Il semble donc qu’il y ait suffisamment de preuves pour croire à la continuité de la production de tapis tout au long des périodes afshâride et zand. Il faut cependant être prudent entre les témoignages historiques et la datation des tapis du XVIIIe siècle. Il est ainsi nécessaire, pour cette datation, de prendre en considération l’échelle de production et les motifs, ainsi que les centres de tissage. Il est probable que de nombreux modèles « classiques » du XVIIe siècle (par exemple, ceux du jardin, des treillis, du vase et des motifs floraux) aient été repris dans la période ultérieure, avec éventuellement l’ajout de nouveaux détails ou de nouvelles méthodes de tissage. On peut en effet supposer que les motifs de l’époque ont été introduits dans le nord-ouest de l’Iran et le Caucase grâce à la migration des tisserands, mais aussi à travers l’inspiration que les œuvres envoyées dans ces régions ont pu créer. C’est le cas par exemple des tapis commandés par Nâder Shâh pour être envoyés à Erevan. La baisse de la production de tapis de luxe est à la fois motivée par la stagnation globale de l’économie iranienne et par les campagnes militaires de Nâder Shâh ayant précédé l’arrivée des Zands au pouvoir. Le contrôle du commerce maritime par les Etats européens et la baisse de la production de soie grège en Iran jouent également un rôle dans ce déclin.

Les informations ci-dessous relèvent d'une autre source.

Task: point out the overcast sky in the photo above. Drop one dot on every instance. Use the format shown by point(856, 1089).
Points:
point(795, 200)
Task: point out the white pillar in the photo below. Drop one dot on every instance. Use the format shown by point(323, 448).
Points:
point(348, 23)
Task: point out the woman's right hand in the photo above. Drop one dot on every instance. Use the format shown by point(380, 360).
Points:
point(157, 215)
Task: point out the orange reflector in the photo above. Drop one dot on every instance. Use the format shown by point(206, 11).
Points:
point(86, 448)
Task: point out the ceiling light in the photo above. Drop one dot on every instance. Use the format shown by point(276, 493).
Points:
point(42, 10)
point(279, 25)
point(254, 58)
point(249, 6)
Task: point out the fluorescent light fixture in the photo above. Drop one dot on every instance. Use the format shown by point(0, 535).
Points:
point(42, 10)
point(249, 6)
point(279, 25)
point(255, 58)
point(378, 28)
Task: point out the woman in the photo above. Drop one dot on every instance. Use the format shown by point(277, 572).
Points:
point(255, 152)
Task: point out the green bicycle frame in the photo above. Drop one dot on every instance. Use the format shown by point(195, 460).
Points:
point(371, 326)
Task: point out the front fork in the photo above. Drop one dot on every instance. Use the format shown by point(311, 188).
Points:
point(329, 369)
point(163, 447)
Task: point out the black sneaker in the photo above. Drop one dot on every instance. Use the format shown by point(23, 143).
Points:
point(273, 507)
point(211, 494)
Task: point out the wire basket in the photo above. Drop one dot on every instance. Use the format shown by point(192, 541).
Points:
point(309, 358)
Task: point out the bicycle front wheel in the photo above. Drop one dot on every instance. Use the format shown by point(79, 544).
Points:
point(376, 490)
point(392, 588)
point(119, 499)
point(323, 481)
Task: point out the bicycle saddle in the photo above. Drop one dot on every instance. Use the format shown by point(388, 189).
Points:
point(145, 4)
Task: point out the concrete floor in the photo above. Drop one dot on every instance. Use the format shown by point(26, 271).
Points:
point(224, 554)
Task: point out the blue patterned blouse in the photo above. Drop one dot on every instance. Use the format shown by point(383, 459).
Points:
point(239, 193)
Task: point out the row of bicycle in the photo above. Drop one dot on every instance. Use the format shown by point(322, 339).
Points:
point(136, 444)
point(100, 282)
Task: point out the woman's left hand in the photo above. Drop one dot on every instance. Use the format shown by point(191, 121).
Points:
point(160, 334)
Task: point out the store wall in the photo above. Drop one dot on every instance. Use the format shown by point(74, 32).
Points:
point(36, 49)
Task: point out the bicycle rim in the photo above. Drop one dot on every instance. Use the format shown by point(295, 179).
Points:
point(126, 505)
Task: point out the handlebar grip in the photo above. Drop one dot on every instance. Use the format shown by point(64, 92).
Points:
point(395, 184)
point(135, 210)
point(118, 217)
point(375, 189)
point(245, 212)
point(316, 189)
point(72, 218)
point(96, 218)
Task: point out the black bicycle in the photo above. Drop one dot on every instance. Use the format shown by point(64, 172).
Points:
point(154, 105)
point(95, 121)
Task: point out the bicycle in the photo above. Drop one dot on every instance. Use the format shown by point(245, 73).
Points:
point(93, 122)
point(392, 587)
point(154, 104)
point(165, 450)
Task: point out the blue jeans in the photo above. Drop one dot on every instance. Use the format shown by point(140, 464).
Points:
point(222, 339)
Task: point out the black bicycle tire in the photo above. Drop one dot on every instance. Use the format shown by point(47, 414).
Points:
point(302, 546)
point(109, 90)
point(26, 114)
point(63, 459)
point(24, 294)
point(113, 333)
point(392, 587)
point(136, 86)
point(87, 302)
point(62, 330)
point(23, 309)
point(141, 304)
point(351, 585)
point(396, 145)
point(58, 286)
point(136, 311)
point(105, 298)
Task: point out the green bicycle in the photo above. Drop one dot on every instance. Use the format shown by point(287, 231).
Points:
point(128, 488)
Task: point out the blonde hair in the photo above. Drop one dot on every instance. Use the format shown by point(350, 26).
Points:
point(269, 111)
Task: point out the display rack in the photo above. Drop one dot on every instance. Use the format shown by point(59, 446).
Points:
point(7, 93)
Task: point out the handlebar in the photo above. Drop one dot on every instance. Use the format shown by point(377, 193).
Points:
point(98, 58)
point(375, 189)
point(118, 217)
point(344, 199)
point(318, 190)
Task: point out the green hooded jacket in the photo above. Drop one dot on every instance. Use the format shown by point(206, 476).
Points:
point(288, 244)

Les tapis persans aux dessins traditionnels, tissés avec les techniques locales continuent d’être produits dans les zones frontalières hors du contrôle du gouvernement central. Il s’agit notamment des tapis aux motifs floraux ou représentant des scènes de chasse provenant du Caucase, des tapis arméniens aux inscriptions entrelacées du XVIIIe siècle, et les tapis de Herat. Plusieurs types de ces tapis sont importés d’Afghanistan en Iran au début du XIXe siècle.
Bibliographie :
Aghdâshlou, Aïdin, Darâmadi bar naghâshi-e qâdjâr (Initiation à la peinture qâdjâre), Téhéran, Ed. Daftar Maghsous, 1975.
Zakâ, Yahyâ, Negâhi be naghâshi-e irâni dar gharnhâ-ye 12 va 13 hejri shamsi (Aperçu sur la peinture iranienne des XVIIe et XVIIIe siècles), Téhéran, Ed. Daftar Maghsous, 1975.
Ajand, Ya’ghoub, "Naghâshi-e zand, darâmadi bar naghâshi-e qâdjâr" (La peinture zand, une introduction à la peinture qâdjâre), Revue Ketâb Honar-hâye Tajasomi, n°1, 2005.